The Moment I Knew I Was Fat

I stood on the scale, perfectly aware that I was being judged. This group of girls weren’t the loving, friendly, supportive kind that I would become friends with in the next year, these girls were malicious, backstabbing, and cruel.

They lived to make my life hell and kept pulling me back in with promises of being my best friend, inviting me to sleep overs, and encouraging me to hang out with them.

I was stuck.

I didn’t know any different. Wasn’t this friendship?

It was grade 6 and I was 11 years old. I was developing into a young girl, I had so many questions, and these were the girls that I turned to.

So there I stood. On the scale while we all weighed ourselves.

I had been a small baby, tiny, and a small toddler. But come grade 5 I began to get chubby but I didn’t recognize it. I didn’t know I was chubby or that I was different than anyone else. Not until that very moment.

“You’re FAT!”

Their voices pierced my ears.

Was I fat?

“You weigh the most out of all of us, you’re so fat!”

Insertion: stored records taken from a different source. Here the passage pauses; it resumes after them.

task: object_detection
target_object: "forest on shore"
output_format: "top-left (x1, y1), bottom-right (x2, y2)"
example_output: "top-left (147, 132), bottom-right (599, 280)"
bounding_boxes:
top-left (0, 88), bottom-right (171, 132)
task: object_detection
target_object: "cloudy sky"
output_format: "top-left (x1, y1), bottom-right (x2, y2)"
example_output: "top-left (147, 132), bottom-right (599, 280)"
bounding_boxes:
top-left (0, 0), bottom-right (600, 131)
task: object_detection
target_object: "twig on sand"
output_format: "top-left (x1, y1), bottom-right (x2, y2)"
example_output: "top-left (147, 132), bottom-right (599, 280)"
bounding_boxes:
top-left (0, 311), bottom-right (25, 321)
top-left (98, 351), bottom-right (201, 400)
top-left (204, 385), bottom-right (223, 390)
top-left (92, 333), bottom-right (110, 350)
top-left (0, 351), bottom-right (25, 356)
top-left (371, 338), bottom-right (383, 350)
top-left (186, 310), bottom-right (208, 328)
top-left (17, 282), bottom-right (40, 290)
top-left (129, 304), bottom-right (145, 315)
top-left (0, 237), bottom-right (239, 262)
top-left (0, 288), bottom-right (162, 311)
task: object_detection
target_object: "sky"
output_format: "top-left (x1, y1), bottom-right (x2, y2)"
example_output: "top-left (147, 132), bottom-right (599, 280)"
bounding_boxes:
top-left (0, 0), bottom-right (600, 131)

It was true. I did weigh the most out of all of the girls. Perhaps I was fat. I must be.

I hung my head in shame and sat in the chair in the corner, ashamed of my body and myself.

Why didn’t I know this about myself, why did I get on the scale?

The rest of the night the girls shared dieting tips with me, told me how to lose weight, talked about how they didn’t need to diet because they were naturally skinny.

I had no idea the struggle I would face for years ahead of me.

I often think back to that moment and wonder, had it been treated differently would I still look at myself the same way?

Or would there be another moment?

I carefully tread with my daughter to teach her that everyone is different, not at all alike, and that is something we embrace. Because what a boring world we would have if we all looked the same.

I want her to build her friends up, encourage them to be their best selves, and love them for who they are.

And I hope that if she ever encounters a little girl sitting in the corner with her head down, sadness overwhelming her, that she’s the one who takes her hand and leads her to a new friendship.

Something I needed but didn’t come soon enough.